A Process Investigation 

A considerable amount of literature has been dedicated to issues relating to performance assessments and 
their use in medical education (Colliver & Williams, 1993; Swanson, Norman, & Linn, 1995; van der Vleuten & 
Swanson, 1990). One particular type of performance assessment that has been used with increasing frequency to 
assess the clinical skills of medical students is the standardized patient (SP) examination (Vu & Barrows, 1994). 

SPs are laypersons trained to depict clinical encounters in a consistent, standardized fashion (Barrows, 1987). 

Although there is no shortage of research assessing the reliability of SP examination scores (Swanson & 
Norcini, 1989; Swanson, Norman, & Linn, 1995; van der Vleuten, 1996; Vu & Barrows, 1994), relatively little 
research has focused on addressing other important measurement issues. One of these critical issues is how to best 
set a performance standard for these alternative assessments. 
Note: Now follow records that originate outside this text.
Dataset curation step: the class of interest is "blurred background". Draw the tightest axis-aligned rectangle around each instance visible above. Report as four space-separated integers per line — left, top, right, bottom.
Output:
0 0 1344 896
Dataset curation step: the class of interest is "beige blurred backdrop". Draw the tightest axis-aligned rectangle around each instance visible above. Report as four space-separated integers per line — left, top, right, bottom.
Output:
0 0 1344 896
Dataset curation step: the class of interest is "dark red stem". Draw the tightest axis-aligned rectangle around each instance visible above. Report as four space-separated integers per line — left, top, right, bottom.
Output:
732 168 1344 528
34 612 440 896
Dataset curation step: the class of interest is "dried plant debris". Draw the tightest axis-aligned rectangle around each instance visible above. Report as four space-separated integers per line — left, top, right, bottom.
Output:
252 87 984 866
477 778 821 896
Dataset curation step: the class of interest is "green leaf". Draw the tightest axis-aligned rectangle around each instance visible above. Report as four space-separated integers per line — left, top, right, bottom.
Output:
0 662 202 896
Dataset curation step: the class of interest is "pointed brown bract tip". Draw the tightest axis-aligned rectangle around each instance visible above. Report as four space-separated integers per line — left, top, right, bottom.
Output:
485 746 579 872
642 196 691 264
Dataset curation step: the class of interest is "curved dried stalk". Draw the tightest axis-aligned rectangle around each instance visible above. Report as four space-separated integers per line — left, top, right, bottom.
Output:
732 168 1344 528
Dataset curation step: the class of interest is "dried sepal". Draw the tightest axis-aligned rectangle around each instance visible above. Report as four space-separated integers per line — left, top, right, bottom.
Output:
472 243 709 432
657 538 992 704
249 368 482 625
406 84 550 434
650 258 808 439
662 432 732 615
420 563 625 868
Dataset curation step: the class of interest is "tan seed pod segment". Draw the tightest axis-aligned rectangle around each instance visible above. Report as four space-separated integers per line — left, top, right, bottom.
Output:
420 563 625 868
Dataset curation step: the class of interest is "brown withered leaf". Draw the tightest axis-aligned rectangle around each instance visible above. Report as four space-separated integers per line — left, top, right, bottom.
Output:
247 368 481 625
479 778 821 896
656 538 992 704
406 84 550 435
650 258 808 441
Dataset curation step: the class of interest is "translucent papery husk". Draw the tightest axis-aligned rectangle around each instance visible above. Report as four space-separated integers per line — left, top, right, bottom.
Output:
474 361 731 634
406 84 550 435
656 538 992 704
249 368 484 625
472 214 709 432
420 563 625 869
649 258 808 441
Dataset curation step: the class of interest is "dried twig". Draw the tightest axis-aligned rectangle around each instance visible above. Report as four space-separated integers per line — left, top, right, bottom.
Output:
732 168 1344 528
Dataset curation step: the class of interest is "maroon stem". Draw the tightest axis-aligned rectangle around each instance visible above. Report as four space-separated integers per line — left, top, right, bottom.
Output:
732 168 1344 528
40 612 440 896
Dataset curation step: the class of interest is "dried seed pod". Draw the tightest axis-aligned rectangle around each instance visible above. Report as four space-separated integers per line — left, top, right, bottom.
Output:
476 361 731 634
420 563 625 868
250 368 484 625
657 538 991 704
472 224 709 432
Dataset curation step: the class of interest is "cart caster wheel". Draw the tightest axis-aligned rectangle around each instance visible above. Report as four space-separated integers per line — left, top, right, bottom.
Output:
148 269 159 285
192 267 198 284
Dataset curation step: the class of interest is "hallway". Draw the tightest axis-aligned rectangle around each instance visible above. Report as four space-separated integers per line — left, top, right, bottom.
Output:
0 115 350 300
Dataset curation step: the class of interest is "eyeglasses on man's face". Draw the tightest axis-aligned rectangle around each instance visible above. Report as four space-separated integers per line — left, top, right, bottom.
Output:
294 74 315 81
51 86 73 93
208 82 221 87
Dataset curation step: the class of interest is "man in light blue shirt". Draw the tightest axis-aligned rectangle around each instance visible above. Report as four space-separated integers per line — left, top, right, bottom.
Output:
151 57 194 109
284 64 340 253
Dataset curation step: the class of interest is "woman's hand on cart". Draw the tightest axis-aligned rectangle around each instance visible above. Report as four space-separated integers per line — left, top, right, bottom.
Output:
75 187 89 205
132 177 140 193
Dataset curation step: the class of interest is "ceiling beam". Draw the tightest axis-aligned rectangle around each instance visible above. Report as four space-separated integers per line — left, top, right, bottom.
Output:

Most of the methods that have been proposed to set standards for performance-based examinations are 
extensions of procedures originally devised for use with multiple-choice items (Livingston & Zieky, 1982). Some 
authors have proposed modifications of the Angoff (Hambleton & Plake, 1995; Mittal, Chai, & Wennberg; Norcini 
et al ., 1993) and contrasting-group approaches (Clauser & Nungester, 1996; Colliver, Barnhart, Marcy, & Verhulst, 
1994; Dauphinee, Blackmore, Smee, Rothman, & Reznick, 1997; Ross, Clauser, & Clyman, 1994). Others have 
advocated using polytomous item response theory models in the standard setting process for performance 
assessments (Luecht, 1993). Jaeger (1995) states that these procedures, as they were originally intended to be used, 
assume that the latent proficiency space is unidimensional and that the items comprising an examination contribute 
to a summative scale. These assumptions are likely to be violated with complex performance-based measures and 
could account for some of the mixed results reported in past studies. In response to this, Jaeger (1995) and Putnam, 
Pence, and Jaeger (1995) proposed judgmental policy capturing (JPC) and dominant profile (DP) approaches for 
standard setting. These methods seem better able to capture the complex, multidimensional nature of alternative 
assessments by allowing judges to review entire performance profiles. JPC and DP methods typically entail 
approximating standard setting policies of judges using regression modeling.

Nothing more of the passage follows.